At times professionals can battle with the underlying question, Who's smarter?" When in truth, the answer is "Together we're smarter." It's rare that one perspective, skill set, and knowledge beats another unless you are talking about something very specific, but if you're working on initiatives, the reality is that we do better when we collaborate and work together.

Setting up competitive systems of work and effort undermine the potential that positive collaboration holds in schools. That's why I'd rather see schools rated than teachers with the foundation question being, "How does this school synthesize its resources to best teach children?"

We all know that no one style, skill level, or experience speaks to all children. We know that it truly does "take a village" to teach well and run a school. There's no way that anyone of us can be all things, but together we can be truly magnificent if our collaboration is respected and nurtured with time, structure, and support.
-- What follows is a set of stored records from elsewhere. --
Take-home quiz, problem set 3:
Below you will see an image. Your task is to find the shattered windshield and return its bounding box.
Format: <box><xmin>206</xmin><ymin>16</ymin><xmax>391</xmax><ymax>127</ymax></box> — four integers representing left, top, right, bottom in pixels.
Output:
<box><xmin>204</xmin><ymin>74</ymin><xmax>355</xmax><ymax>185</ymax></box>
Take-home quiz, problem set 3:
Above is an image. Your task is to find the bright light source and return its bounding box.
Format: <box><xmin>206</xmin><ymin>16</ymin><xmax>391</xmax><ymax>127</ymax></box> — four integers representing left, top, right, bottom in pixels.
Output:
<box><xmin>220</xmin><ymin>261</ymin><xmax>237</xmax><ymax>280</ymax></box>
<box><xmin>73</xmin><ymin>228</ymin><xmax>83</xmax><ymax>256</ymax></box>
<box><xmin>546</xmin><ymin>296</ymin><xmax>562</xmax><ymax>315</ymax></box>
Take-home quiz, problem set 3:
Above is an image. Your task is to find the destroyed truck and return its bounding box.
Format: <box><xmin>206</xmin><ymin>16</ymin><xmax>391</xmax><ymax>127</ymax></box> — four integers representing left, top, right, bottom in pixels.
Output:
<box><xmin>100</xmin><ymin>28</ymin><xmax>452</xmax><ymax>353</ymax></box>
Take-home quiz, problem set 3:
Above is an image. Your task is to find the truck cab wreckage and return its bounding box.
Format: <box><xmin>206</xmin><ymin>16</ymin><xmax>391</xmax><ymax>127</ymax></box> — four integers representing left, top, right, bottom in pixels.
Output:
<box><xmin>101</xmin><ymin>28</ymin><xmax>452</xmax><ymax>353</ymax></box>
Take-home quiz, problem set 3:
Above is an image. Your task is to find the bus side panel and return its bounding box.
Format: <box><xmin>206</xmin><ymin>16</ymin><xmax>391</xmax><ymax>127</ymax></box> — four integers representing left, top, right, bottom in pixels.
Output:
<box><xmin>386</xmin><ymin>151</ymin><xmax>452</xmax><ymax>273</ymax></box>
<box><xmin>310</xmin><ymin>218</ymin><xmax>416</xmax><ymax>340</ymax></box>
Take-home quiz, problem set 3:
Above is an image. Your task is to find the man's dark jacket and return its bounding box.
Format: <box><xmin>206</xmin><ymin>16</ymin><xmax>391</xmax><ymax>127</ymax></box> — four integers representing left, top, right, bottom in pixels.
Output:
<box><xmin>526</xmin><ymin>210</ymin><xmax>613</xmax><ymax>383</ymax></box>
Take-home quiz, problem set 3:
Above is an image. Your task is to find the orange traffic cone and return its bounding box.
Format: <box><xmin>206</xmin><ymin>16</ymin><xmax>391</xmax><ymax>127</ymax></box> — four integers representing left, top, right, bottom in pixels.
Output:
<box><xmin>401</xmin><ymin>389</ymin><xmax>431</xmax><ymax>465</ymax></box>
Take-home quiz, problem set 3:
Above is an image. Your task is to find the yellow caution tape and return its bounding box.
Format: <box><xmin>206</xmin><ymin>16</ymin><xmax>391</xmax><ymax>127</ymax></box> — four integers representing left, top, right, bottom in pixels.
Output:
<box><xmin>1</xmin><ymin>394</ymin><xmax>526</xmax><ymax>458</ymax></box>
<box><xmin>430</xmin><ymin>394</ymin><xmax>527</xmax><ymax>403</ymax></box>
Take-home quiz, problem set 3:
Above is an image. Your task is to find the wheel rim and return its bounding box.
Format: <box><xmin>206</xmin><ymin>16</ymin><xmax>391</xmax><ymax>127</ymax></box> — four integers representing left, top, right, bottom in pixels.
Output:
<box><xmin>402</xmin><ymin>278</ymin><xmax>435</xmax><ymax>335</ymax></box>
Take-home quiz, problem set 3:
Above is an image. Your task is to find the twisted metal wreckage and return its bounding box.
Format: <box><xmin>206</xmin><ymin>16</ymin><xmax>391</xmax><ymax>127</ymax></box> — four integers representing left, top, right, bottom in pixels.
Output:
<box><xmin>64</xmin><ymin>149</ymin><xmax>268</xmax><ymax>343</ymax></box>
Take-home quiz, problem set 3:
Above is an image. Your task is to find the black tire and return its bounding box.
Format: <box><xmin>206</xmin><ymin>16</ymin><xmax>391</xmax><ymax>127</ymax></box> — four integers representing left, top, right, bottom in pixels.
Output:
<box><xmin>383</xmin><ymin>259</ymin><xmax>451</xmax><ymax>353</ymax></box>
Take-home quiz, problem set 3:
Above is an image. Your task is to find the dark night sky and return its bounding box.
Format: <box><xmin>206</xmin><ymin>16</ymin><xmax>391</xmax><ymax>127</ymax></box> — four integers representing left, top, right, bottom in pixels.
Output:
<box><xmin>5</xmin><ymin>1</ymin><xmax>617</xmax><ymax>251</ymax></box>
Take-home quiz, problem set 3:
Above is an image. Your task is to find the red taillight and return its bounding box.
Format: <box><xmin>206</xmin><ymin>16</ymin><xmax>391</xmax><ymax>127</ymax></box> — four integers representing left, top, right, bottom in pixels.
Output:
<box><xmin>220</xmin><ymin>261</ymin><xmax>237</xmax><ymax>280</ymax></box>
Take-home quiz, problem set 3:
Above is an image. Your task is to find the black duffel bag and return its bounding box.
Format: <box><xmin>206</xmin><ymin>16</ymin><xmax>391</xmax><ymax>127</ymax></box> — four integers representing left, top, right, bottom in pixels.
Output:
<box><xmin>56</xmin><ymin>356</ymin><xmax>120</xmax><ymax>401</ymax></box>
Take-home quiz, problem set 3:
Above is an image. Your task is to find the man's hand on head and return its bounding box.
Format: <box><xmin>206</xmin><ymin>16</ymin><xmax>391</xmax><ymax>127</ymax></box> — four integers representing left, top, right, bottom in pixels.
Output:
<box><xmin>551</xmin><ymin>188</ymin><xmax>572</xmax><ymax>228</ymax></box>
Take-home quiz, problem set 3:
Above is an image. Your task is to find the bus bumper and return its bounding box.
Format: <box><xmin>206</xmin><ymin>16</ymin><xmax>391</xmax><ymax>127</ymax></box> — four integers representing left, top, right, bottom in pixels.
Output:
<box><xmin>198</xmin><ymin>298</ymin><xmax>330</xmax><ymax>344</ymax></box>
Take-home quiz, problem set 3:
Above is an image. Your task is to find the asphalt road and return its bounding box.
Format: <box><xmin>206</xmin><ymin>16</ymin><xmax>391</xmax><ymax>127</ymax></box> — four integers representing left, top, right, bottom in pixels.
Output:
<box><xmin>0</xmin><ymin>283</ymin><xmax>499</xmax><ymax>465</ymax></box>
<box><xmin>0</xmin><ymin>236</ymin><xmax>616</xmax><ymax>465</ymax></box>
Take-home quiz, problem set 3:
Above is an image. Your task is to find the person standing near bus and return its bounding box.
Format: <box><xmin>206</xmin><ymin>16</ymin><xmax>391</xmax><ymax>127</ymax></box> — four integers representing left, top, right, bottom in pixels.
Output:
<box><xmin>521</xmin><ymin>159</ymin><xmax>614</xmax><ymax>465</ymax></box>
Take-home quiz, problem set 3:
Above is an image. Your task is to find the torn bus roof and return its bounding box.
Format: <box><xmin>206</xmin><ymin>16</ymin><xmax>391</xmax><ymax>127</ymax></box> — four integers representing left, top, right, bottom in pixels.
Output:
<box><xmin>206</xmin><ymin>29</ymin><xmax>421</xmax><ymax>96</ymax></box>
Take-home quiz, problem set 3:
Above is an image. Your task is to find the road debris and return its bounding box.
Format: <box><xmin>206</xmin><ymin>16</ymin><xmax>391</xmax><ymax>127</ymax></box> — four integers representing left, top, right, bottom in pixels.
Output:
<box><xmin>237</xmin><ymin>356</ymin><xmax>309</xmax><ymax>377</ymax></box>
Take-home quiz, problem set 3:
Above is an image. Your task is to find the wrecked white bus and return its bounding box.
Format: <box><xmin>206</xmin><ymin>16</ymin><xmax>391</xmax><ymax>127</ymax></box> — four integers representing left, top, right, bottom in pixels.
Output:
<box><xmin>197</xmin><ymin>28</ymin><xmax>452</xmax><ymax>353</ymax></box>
Pitting teachers against each other with evaluations and students' scores reduces the potential of empowering collaboration, and that's a loss for children.

So moving forward in education, let's look deeply at schools and school systems. Who is doing well based on their students and their context? Don't compare school-to-school and look for sameness because contexts are different and needs differ too. But, instead, figure out what the holistic success factors are, and then rate a school based on that. And if a school doesn't live up to its expectations, then help that school out rather than ridicule the organization.

Who's smarter?

We all are when we work together. This is a good challenge to face.